L’esprit, surtout, et le programme de ces projets occultistes éclairent sensiblement les desseins francs-maçons, comme l’ambition de connaissance démesurée, luciférienne, dont fait montre la tradition rose-crucienne… Selon le second manifeste de Valentin Andrea paru en 1615, il faut reconstruire « une nouvelle forteresse à la Vérité », étendre l’empire de l’homme. Francis Bacon et son inachevée Nouvelle Atlantide ne raconte pas autre chose. Et les encyclopédistes du XVIIIe siècle en sont les dignes fils.
Les concepts de « société totalitaire », voire « collectiviste », et surtout mondialisée, alliés à la notion de « nouveau jardin d’Eden » sont déjà tous présents. N’est-ce pas ce que les grandes instances internationales nous imposent et nous promettent chaque jour ?! Lozac’hmeur cite le tchèque Jan Amos Comenius (célébré unanimement par l’UNESCO en 1958) qui évoquait, il y a presque trois cent ans, son projet de Synarchie, un gouvernement à plusieurs qui s’étendrait au monde entier – et s’appuierait sur trois tribunaux internationaux. Une impression de déjà vu…
Les idéaux de la franc-maçonnerie n’en diffèrent en rien.
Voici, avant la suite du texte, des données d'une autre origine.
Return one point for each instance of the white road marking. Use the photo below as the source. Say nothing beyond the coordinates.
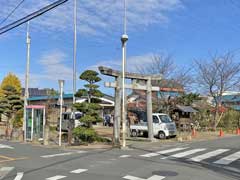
(229, 159)
(154, 177)
(186, 153)
(3, 146)
(208, 155)
(19, 176)
(132, 178)
(125, 156)
(6, 169)
(56, 177)
(171, 150)
(150, 155)
(78, 171)
(62, 154)
(163, 152)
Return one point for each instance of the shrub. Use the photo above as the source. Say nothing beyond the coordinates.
(85, 134)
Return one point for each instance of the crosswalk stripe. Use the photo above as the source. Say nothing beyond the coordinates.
(125, 156)
(229, 159)
(150, 155)
(62, 154)
(171, 150)
(78, 171)
(186, 153)
(3, 146)
(56, 177)
(208, 155)
(163, 152)
(19, 176)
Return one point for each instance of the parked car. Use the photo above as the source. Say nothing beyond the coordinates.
(163, 127)
(68, 120)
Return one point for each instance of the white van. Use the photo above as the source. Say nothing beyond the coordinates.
(163, 127)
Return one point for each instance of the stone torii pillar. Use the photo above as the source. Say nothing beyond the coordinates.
(147, 79)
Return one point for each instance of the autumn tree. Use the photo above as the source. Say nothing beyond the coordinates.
(91, 108)
(164, 65)
(10, 106)
(11, 80)
(217, 75)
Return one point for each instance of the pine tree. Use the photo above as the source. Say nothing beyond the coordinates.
(11, 80)
(91, 107)
(10, 104)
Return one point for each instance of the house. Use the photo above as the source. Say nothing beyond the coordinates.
(182, 115)
(51, 104)
(169, 89)
(231, 99)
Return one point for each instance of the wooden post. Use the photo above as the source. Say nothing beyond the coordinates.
(116, 124)
(149, 109)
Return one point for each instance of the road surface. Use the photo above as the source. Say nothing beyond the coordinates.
(215, 160)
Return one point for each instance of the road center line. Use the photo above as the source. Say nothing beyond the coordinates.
(154, 177)
(186, 153)
(62, 154)
(208, 155)
(125, 156)
(228, 159)
(3, 146)
(19, 176)
(78, 171)
(171, 150)
(56, 177)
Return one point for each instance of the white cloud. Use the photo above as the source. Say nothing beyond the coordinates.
(95, 17)
(52, 67)
(132, 63)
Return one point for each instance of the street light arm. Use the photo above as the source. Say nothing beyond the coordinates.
(31, 16)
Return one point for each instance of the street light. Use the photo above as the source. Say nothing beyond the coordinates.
(61, 84)
(26, 95)
(124, 40)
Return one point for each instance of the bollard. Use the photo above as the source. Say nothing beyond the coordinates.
(238, 131)
(194, 134)
(221, 134)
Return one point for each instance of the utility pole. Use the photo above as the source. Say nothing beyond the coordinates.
(26, 95)
(74, 50)
(74, 71)
(124, 39)
(61, 84)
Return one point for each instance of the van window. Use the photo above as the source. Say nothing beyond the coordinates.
(165, 119)
(78, 116)
(155, 119)
(66, 116)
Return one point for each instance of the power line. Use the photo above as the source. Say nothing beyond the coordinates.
(31, 16)
(11, 13)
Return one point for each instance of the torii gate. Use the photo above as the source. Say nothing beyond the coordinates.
(147, 86)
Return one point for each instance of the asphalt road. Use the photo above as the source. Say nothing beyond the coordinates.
(210, 160)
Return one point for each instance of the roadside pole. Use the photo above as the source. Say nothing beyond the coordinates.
(74, 72)
(61, 84)
(124, 40)
(149, 110)
(26, 95)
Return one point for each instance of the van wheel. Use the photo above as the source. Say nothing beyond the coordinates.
(134, 133)
(161, 135)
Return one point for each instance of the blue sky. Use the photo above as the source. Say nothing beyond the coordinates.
(186, 29)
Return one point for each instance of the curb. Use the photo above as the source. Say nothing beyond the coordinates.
(4, 171)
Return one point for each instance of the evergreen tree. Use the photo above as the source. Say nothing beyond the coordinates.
(10, 105)
(91, 107)
(11, 80)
Le fameux Discours de Ramsay de 1737 – sa « charte » – veut « réunir dans une seule fraternité les sujets de toutes les nations… pour former un peuple nouveau qui, en tenant de plusieurs nations, les cimentera par les liens de la vertu et de la science ».
Le mondialisme à l’œuvre : « une religion d’État »
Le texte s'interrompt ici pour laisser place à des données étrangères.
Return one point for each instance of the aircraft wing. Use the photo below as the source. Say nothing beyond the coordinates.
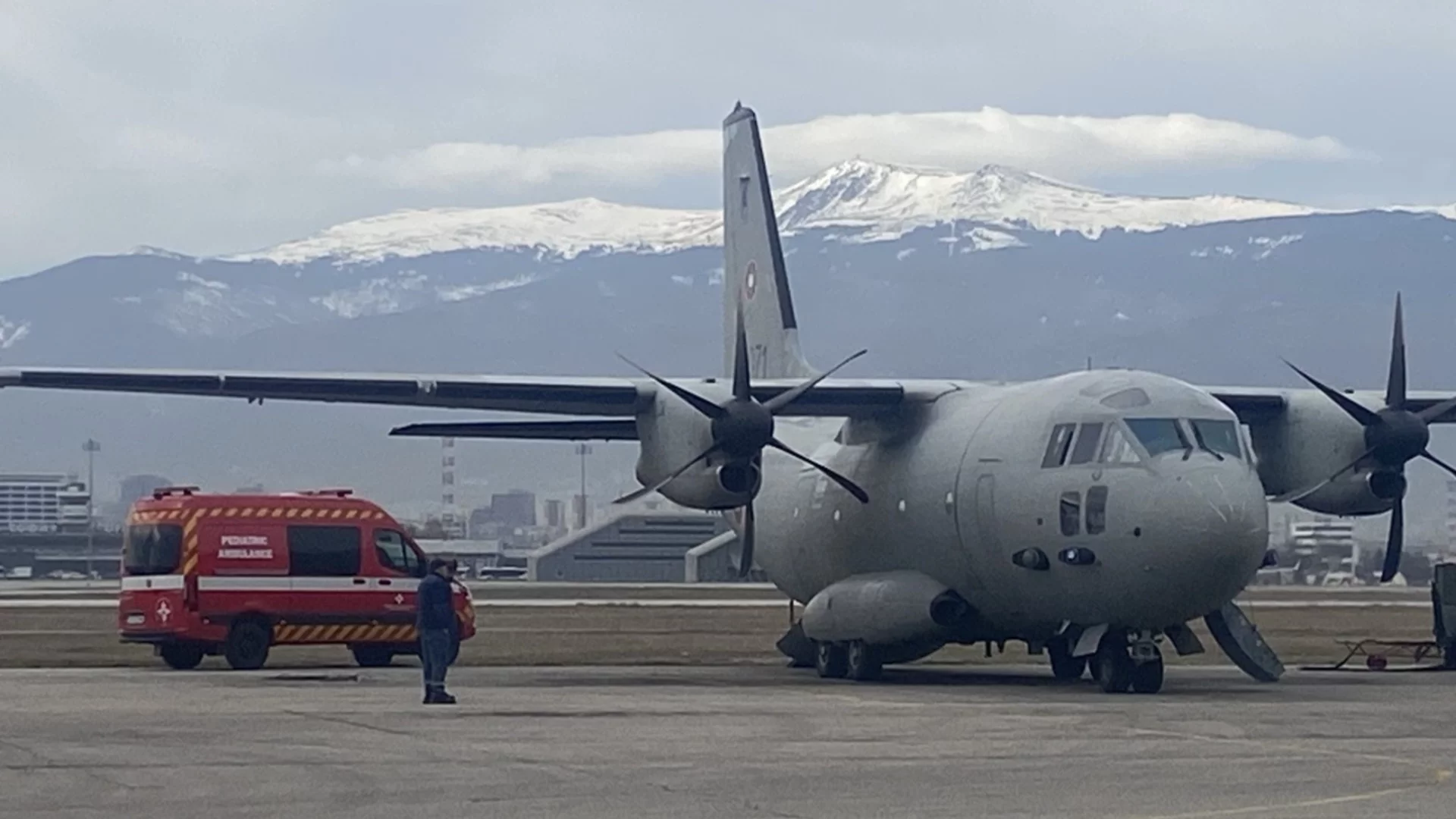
(601, 397)
(1254, 404)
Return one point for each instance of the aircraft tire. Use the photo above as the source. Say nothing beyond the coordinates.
(832, 661)
(1063, 665)
(1147, 678)
(862, 662)
(1112, 667)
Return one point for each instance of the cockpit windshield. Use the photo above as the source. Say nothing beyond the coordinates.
(1218, 436)
(1158, 435)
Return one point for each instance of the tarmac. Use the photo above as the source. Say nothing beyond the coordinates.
(686, 742)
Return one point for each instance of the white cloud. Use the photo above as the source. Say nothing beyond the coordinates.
(1072, 146)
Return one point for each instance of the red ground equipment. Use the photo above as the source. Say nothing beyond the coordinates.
(235, 575)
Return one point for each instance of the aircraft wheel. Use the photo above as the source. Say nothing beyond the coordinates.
(832, 661)
(1063, 665)
(1147, 676)
(862, 662)
(1112, 665)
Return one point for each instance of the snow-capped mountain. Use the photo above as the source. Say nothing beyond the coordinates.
(865, 200)
(996, 273)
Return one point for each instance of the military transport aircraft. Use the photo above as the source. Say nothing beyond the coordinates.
(1091, 515)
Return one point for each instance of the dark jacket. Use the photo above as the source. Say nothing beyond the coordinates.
(436, 604)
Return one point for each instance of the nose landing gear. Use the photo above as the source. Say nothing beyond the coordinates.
(1128, 661)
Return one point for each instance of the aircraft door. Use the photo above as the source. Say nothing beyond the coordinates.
(986, 512)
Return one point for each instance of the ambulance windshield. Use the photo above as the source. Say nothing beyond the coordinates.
(152, 548)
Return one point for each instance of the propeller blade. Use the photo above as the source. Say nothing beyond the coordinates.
(1395, 384)
(789, 397)
(740, 363)
(1395, 542)
(1366, 417)
(696, 401)
(667, 480)
(1436, 410)
(746, 554)
(1296, 494)
(1439, 463)
(849, 485)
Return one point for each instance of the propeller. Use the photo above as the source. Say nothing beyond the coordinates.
(742, 428)
(1394, 436)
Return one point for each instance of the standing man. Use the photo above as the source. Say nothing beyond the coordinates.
(437, 627)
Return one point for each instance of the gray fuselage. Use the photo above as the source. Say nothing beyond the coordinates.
(984, 472)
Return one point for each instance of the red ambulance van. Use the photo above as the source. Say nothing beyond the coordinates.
(237, 575)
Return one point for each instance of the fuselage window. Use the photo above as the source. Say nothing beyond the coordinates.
(1071, 513)
(1117, 449)
(1085, 450)
(1159, 435)
(1097, 510)
(1057, 447)
(1219, 436)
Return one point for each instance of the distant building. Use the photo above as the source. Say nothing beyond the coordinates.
(42, 503)
(555, 513)
(516, 507)
(137, 487)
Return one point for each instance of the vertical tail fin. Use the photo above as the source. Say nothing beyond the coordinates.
(755, 275)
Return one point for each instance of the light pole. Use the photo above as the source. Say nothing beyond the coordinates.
(91, 447)
(582, 449)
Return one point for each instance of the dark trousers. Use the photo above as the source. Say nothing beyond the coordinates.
(436, 653)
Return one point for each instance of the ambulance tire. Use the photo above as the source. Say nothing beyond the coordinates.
(182, 656)
(246, 648)
(373, 656)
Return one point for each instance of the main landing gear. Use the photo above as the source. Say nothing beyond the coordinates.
(1128, 662)
(852, 661)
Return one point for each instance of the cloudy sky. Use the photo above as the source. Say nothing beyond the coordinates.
(223, 126)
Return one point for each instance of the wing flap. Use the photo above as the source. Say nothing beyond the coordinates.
(606, 397)
(520, 394)
(585, 428)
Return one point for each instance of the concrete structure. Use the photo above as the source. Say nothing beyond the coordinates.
(1324, 550)
(635, 547)
(42, 503)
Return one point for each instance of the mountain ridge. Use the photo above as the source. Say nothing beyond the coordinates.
(865, 200)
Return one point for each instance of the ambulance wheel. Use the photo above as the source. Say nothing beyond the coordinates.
(246, 648)
(830, 661)
(182, 656)
(373, 656)
(1063, 665)
(862, 662)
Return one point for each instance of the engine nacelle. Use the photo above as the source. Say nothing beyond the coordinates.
(883, 610)
(672, 433)
(1310, 442)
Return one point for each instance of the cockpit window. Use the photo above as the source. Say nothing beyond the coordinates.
(1159, 435)
(1057, 447)
(1085, 450)
(1219, 436)
(1117, 447)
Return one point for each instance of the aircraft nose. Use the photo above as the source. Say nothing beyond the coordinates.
(1210, 528)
On s’étonnera d’abord que les « chrétiens » ne soient pas évacués et rentrent, le plus souvent, dans le « projet » de ces traditions occultistes.
Mais de quelle chrétienté parle-t-on ?! Non pas de celle, héritée du Moyen-Age, qui doit être détruite, mais d’une autre chrétienté, renouvelée dans une belle eau œcuménique d’où pourra surgir un catholicisme réformé, capable de renoncer à ses dogmes et à sa morale pour revenir aux cultes ancestraux. Car pour Guillaume Postel comme pour Campanella, seule l’Église romaine était « l’institution capable de convertir tous les peuples à une religion unique ».
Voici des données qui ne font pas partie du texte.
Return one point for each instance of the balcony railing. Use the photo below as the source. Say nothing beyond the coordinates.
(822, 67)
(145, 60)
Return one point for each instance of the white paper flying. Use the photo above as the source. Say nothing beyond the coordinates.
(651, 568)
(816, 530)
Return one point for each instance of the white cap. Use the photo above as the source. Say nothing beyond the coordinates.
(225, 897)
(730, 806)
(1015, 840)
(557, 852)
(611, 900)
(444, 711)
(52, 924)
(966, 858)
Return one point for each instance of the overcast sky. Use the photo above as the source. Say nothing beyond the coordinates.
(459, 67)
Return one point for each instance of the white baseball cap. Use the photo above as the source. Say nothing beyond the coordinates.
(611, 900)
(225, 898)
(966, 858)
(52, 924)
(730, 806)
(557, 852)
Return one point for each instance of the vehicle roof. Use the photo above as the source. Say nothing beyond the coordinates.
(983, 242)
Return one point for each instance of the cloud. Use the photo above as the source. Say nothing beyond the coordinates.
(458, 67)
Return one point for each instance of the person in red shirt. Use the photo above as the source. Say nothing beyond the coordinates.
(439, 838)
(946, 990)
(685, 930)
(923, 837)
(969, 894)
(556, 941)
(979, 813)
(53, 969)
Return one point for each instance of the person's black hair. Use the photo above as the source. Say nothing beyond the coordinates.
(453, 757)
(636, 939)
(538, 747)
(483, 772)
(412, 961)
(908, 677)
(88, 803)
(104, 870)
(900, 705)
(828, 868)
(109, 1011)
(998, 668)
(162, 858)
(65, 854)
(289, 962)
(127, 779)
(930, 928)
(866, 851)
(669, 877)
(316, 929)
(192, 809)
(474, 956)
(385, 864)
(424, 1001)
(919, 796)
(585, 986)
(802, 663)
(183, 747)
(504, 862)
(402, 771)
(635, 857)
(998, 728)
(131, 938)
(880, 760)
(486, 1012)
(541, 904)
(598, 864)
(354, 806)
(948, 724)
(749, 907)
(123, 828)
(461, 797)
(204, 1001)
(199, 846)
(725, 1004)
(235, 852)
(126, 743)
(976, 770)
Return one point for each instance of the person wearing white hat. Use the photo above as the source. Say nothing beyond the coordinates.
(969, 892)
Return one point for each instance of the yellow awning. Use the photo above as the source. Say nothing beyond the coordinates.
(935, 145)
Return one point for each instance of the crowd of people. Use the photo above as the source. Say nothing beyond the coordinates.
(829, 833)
Ainsi le rêve d’unité politique et religieuse de la planète formulé par l’hérétique interprète de la Bible, la Kabbale, nécessitera de « réformer l’Église de l’intérieur » selon les mots de Lozac’hmeur… Alors, seulement, pourra s’élever la société parfaite qu’imagine Campanella dans sa Cité du Soleil (1623), où s’épanouira la perfection de l’homme, tout occupé « à l’amélioration de sa condition naturelle, intellectuelle et sociale. »
« Ordo ab Chao » : l’ordre à partir du désordre
Aussi, le mondialisme contemporain ne serait qu’un vieux projet aux profondes racines ridées… Et la franc-maçonnerie, le moderne creuset récupérateur.
Comme l’Alchimie et la Rose-Croix, « elle a pour but ultime la divination de l’Homme par le développement des sciences et des techniques ». Comme la Rose-Croix et la Kabbale, « elle situe son action dans une conception cyclique de l’Histoire fondée sur la notion du Retour de l’âge d’or », ce fameux Progrès dont on nous rebat les oreilles. Comme la Kabbale, « elle travaille à la mise en place d’un gouvernement mondial » et d’une théocratie religieuse.
L’eugénisme, l’euthanasie, le libre partage sexuel et la disparition conséquente de la famille sont partie intégrante des anciens projets occultistes. La franc-maçonnerie n’a décidément rien inventé. Grâce à ce retour aux sources, toute sa lecture du monde s’en trouve éclairée.
Clémentine Jallais
Les origines occultistes de la franc-maçonnerie : Jean-Claude Lozac’hmeur ; éditions des Cimes, 216 p.